Não porque não queira, mas porque não tem matriz simbólica para apreender nuanças, nem para conceber a complexidade do objeto. Sua matriz simbólica só apreende extremos: tudo ou nada. Em suma, ele não tem software para processar realidades complexas. Por isso recua, recusa, se angustia e se desorganiza diante de algo que é vivido como sem- sentido. Para quem vê “de fora”, o não neurótico tem ódio à realidade. Para quem vê “de

dentro”, ele tem ódio porque é invadido por angústia quando se percebe incapaz de elaborar estímulos complexos da realidade. Alguém só odeia matemática porque se angustia diante de problemas que precisa resolver sem ter a mínima ideia de como fazer isso.

Vejamos a construção de uma realidade simplificada:

A analisanda não neurótica se queixa de que tem de cuidar de tudo em casa, o marido nunca faz nada. Ela mesma havia afirmado, contudo, em outra ocasião, que ele a ajudava bastante em momentos de desespero. A cada momento, apenas uma parte da realidade é percebida.

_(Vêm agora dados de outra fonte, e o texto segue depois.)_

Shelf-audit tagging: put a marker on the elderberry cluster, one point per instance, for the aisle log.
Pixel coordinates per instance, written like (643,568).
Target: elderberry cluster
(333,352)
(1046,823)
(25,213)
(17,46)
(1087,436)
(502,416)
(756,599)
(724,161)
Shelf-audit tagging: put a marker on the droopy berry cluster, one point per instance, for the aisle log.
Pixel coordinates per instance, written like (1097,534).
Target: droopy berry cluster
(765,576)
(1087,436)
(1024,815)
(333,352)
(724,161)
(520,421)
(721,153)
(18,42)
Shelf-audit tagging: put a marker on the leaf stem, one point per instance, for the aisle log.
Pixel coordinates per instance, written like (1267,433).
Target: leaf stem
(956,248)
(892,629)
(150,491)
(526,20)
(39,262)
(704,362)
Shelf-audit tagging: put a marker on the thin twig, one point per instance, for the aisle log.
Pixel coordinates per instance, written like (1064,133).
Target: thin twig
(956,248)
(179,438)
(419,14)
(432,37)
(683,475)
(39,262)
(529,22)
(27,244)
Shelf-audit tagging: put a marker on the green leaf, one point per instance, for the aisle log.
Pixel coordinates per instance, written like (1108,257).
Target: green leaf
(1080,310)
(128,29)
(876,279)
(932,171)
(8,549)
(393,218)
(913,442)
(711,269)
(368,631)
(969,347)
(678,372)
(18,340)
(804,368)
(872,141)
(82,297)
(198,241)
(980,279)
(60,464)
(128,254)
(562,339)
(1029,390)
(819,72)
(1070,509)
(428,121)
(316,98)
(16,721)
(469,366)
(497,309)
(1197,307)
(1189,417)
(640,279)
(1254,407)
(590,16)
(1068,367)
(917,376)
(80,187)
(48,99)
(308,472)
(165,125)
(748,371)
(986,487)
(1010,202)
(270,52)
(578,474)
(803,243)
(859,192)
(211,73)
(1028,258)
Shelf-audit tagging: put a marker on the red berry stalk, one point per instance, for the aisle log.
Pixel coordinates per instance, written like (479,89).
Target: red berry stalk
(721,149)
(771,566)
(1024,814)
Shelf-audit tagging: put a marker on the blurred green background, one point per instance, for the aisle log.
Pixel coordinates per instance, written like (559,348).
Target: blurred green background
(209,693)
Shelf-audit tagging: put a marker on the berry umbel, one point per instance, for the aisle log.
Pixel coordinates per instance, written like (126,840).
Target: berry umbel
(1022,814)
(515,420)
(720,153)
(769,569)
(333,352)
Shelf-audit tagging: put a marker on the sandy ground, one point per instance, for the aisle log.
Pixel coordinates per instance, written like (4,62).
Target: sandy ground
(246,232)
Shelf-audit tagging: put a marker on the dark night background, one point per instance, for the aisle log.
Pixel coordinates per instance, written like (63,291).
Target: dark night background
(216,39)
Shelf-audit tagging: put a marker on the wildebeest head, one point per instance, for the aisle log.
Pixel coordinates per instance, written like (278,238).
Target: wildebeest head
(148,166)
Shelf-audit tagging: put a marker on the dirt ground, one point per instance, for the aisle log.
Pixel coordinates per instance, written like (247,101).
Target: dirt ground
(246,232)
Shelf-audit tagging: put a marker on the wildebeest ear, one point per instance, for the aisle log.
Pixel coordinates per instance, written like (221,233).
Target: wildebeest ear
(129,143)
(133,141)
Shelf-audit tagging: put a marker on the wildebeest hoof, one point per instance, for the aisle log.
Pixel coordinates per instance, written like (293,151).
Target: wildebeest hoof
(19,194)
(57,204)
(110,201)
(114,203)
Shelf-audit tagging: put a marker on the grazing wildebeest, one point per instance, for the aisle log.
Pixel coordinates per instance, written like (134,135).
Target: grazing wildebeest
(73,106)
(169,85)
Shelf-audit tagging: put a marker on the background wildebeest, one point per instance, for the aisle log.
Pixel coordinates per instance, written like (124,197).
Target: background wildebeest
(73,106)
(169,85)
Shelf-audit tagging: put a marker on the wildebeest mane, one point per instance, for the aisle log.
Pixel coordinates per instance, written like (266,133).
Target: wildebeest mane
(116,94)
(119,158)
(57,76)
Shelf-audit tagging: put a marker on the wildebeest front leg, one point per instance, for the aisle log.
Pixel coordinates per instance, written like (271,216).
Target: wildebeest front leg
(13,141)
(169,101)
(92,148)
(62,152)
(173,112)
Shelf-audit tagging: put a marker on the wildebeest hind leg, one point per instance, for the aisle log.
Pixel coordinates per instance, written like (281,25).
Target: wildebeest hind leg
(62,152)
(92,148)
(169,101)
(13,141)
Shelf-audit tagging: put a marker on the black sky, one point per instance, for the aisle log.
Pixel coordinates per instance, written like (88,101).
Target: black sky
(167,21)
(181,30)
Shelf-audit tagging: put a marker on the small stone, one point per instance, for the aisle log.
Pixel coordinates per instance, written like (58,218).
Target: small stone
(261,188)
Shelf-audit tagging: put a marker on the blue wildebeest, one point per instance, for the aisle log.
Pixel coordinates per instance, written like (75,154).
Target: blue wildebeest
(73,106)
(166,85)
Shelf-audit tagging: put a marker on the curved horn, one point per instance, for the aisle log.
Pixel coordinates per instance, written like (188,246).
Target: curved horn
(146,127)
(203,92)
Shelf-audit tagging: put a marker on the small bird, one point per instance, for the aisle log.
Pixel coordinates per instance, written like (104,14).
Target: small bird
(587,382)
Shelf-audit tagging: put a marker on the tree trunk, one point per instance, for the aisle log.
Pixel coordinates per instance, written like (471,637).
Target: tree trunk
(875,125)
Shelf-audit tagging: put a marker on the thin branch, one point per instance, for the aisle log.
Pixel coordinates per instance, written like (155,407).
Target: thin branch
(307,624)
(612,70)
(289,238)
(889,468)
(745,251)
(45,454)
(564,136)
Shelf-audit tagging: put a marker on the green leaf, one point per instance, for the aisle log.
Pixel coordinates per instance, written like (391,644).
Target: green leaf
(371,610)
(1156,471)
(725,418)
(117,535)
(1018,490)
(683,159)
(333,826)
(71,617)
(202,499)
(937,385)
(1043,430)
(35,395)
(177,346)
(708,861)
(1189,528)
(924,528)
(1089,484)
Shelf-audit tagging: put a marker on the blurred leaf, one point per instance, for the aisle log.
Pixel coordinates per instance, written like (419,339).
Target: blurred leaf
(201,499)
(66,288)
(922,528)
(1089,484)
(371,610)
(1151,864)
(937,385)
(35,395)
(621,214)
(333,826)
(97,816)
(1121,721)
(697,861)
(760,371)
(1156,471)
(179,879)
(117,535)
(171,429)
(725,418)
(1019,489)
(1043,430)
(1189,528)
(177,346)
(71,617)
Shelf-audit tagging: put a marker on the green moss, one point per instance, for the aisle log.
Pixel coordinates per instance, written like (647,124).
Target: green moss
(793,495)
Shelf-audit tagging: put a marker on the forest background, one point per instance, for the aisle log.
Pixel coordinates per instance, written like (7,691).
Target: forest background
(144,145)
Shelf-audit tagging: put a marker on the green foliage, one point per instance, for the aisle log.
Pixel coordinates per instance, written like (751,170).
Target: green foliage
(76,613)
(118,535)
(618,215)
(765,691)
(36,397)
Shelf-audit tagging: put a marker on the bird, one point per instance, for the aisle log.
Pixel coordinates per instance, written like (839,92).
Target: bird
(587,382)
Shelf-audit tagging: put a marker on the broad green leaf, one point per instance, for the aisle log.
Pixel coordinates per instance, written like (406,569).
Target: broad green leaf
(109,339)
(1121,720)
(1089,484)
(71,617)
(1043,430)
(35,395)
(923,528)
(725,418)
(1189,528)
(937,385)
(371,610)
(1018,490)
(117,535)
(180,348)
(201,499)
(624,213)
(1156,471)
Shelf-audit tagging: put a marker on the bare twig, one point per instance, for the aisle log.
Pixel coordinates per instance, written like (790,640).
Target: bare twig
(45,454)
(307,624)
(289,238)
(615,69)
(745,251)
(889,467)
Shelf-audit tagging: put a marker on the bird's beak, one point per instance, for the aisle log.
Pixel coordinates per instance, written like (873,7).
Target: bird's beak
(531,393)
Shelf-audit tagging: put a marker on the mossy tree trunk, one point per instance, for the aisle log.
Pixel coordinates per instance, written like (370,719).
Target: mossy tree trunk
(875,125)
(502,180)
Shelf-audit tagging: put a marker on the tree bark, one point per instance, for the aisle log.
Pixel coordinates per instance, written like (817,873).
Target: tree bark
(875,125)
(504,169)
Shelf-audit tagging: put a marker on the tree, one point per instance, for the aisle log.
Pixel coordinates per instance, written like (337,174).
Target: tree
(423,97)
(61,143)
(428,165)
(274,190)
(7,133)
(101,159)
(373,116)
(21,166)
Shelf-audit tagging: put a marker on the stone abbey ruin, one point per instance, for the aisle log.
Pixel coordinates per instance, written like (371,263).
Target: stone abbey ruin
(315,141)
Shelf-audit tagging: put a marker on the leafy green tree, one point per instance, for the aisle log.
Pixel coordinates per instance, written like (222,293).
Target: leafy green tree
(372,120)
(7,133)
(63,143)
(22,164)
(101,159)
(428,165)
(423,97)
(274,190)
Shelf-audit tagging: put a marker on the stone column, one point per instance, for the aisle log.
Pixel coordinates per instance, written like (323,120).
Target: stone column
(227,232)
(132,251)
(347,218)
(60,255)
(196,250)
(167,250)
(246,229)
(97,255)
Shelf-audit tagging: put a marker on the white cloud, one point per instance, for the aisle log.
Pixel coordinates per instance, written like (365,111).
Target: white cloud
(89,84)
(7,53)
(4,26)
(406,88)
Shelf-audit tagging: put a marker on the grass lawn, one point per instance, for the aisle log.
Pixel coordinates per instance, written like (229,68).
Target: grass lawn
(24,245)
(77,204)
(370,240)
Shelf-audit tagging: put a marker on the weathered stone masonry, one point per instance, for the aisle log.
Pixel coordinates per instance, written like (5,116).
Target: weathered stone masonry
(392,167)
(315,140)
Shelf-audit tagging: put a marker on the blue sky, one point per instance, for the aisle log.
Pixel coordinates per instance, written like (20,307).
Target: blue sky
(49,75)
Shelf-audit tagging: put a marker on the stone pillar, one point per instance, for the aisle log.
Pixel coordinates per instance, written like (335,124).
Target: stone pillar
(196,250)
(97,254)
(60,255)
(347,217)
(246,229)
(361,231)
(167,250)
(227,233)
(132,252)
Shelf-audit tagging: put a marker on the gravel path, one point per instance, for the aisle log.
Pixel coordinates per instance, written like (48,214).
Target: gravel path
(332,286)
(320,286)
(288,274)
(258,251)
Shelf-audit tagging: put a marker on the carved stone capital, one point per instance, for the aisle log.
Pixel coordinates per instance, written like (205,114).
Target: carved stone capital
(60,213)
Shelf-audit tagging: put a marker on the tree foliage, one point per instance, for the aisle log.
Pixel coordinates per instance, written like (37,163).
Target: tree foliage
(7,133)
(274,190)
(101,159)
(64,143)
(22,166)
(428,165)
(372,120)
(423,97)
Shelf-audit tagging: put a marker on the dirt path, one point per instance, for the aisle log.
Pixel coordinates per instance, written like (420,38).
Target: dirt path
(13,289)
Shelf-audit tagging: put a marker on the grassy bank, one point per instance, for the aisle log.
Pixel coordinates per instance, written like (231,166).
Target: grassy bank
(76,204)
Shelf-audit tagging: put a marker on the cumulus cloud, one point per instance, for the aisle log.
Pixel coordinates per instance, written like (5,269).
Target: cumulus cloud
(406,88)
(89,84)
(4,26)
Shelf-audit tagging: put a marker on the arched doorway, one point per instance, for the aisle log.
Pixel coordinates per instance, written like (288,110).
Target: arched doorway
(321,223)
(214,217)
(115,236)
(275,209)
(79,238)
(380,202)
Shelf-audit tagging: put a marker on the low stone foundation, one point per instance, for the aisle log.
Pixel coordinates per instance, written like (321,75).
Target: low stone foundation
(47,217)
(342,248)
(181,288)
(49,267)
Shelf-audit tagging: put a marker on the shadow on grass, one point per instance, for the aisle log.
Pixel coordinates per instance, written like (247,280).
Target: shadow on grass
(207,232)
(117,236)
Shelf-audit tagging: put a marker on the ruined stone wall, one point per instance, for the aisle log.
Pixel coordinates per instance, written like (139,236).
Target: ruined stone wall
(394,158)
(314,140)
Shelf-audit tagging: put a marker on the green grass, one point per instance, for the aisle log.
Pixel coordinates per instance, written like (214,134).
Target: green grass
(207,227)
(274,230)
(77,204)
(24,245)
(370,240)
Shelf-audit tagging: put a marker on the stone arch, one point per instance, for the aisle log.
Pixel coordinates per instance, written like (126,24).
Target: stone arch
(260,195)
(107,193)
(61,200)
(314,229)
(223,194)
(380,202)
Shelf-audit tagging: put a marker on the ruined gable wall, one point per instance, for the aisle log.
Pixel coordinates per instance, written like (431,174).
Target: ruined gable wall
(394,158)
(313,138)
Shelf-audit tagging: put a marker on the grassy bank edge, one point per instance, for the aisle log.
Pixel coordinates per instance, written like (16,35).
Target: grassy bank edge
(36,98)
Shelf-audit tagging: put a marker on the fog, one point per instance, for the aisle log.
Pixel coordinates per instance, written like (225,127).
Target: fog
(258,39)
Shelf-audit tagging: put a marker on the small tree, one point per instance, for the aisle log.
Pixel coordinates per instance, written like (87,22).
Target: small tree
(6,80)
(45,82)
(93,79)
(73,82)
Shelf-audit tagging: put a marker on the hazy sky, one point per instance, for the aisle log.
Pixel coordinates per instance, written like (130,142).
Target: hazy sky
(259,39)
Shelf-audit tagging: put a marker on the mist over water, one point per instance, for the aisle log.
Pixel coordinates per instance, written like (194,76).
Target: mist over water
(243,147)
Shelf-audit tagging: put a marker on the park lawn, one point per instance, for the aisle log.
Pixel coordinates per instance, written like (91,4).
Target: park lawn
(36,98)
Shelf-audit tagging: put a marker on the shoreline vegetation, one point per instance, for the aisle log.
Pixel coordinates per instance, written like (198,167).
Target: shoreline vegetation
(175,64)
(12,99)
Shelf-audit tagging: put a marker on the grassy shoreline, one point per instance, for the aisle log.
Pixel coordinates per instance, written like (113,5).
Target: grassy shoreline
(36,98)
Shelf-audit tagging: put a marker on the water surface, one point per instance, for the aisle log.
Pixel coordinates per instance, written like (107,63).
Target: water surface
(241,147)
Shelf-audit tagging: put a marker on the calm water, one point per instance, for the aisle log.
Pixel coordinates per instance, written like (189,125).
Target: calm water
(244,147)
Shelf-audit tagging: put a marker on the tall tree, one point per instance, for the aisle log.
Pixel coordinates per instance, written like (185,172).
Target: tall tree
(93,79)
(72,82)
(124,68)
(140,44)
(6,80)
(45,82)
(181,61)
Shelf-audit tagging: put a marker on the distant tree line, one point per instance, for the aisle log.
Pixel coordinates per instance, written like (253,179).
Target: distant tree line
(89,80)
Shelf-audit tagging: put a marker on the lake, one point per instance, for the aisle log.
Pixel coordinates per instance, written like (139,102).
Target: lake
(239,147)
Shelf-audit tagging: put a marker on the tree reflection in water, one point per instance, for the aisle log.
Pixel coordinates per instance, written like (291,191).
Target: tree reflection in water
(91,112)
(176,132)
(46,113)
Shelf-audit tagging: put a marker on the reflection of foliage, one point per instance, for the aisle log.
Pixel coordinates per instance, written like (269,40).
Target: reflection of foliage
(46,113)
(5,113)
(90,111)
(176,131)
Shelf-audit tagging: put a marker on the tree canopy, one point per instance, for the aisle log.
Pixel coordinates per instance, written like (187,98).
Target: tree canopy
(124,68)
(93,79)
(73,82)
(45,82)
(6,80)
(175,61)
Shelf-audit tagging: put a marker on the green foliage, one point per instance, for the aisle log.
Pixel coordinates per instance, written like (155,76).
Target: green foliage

A cisão é o mecanismo de defesa que impede as duas percepções (marido que ajuda/marido que não ajuda) de entrarem em contato uma com a outra.

Tudo isso para mostrar que há outro sentido em que se pode dizer que o não neurótico apresenta falhas na função realitária (vimos que ele não percebe, ou melhor, não concebe o objeto como outro-sujeito – a realidade da separação do objeto). Para que ele possa se relacionar com a realidade, ela precisa ser simplificada. Para isso existe a cisão. Assim, embora se diga que o não neurótico “nega a realidade”, seria mais preciso dizer que parte dela não chega a ser percebida.